Written by: Tiffany Ford, MA, LPC, NCC
I don’t know about you–but this time of year always seems to be so chaotic. Our “traffic holiday” linked with summer break ended when school resumed. If you are a parent with school-aged children, this time of year also means maintaining schedules, practices, parent meetings and seeking out ways to make sure you can prepare meals. For working parents, the notion of “work-life balance” seems to be an unachievable dream. For students (especially students with jobs or other after school commitments) “work-life balance” is confusing: work as in school or as in an actual job or sports? And “life balance?” What is that?
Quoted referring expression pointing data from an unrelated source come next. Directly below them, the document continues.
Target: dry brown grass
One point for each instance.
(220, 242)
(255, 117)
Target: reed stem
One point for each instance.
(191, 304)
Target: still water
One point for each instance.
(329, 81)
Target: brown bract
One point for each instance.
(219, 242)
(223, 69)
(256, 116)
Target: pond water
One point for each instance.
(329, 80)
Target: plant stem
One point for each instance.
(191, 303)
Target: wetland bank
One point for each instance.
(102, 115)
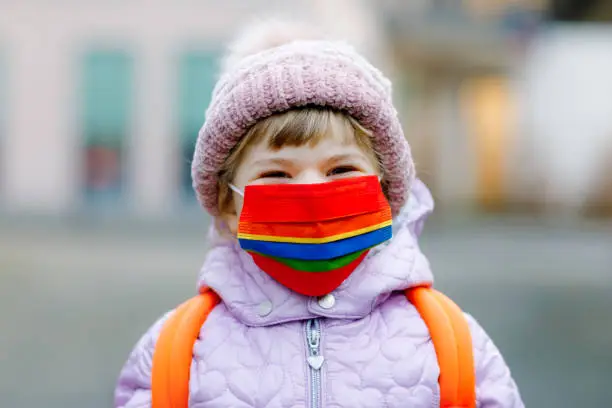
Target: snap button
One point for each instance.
(264, 308)
(327, 302)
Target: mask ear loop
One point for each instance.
(236, 190)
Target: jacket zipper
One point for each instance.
(436, 398)
(315, 361)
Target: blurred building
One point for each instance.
(101, 102)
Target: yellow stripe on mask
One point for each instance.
(324, 240)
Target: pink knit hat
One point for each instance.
(299, 73)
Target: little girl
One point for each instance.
(303, 164)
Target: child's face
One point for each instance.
(330, 159)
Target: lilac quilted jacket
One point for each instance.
(362, 346)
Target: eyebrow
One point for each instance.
(272, 161)
(345, 156)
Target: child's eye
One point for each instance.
(342, 170)
(275, 174)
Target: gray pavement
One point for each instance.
(76, 295)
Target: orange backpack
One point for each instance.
(447, 326)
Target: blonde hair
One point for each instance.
(295, 127)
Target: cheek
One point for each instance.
(238, 203)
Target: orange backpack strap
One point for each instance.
(448, 328)
(174, 351)
(452, 341)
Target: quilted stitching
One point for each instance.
(377, 348)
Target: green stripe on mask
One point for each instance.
(318, 266)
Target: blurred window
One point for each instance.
(106, 92)
(3, 110)
(197, 76)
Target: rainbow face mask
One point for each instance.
(311, 237)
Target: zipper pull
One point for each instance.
(315, 360)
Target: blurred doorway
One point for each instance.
(107, 85)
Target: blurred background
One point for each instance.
(507, 105)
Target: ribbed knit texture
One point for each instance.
(293, 75)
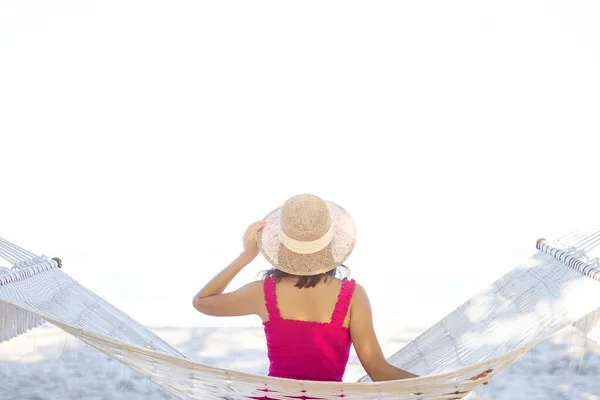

Does it mean being able to hang out with friends or does it entail family obligations? The answer is yes. Yes to all of it. And–it is essential to our mental health.
Labor Day is right around the corner. Although this day is often a much-welcomed day off for some–and a great time to go shopping for discounts, it is also a perfect time to reflect and gain some insight into the reasons for this “day off.”
Have you ever thought about what life must have been like for the average, every day American towards the end of the 19th century? Think about this…In 1890 (when the government first documented workers' hours), the average workweek for full-time factory workers was 100 hours. Many other industries required more than 100 hours per week and most children knew no other life other than working alongside their parents to help support their family.
Children often worked as many hours as their parents in the 1890s.
I for one cannot imagine a more “unbalanced” existence. Work must have dominated the lives of workers. How did they manage it? They still had friends and families. They still had obligations. Perhaps the underlying reason workers strove for an eight-hour workday and struggled to gain workplace benefits–like paid holidays and paid maternity leave, protections for child laborers and acquiring some health care safeguards is rooted in an inherent understanding of the need for work-life balance.
Obviously, work is important. Besides (hopefully) providing necessary funds to function, it serves as a place to engage, think, problem-solve and form professional relationships. In other words, our work can prove to be an important element in our mental wellbeing. But, too much work–or overexerting oneself, dedicating too much of ourselves to our work and/or prioritizing work over all other elements of our lives can be harmful for mental wellbeing. Thus, the need for balance. Here’s what we know:
• Exposure to prolonged workplace stress is associated with the development of mental exhaustion, or burnout.
•Mental exhaustion causes dysfunctional physical and emotional symptoms and changes in behavior.
•Burnout is associated with heart disease, high blood pressure, type 2 diabetes and suppressed immunity.
Ignoring symptoms of burnout or trying to push through mental exhaustion has emotional and physical consequences. If you can, use Labor Day as an excuse to take a step back, re-evaluate your priorities, do you struggle with balancing work versus life responsibilities?
One growing trend is “quiet quitting.” If you haven’t heard of this phenomenon, here is a great article on the topic:
Some experts applaud the idea of “quiet quitting” as it could actually be better defined as carving out time to take care of yourself. While I would never encourage anyone to completely ignore work obligations and fail to meet expectations, I certainly think it is important to reevaluate the benefits of constantly “going the extra mile” at work while sacrificing the needs within your life outside of work.
Even the Mayo Clinic understands the importance of understanding how to detach from work and care for yourself in this article:
This Labor Day, I challenge you to stay out of the stores and totally unplug. Take a mental health day and honor the American worker instead. What does Labor Day mean to you?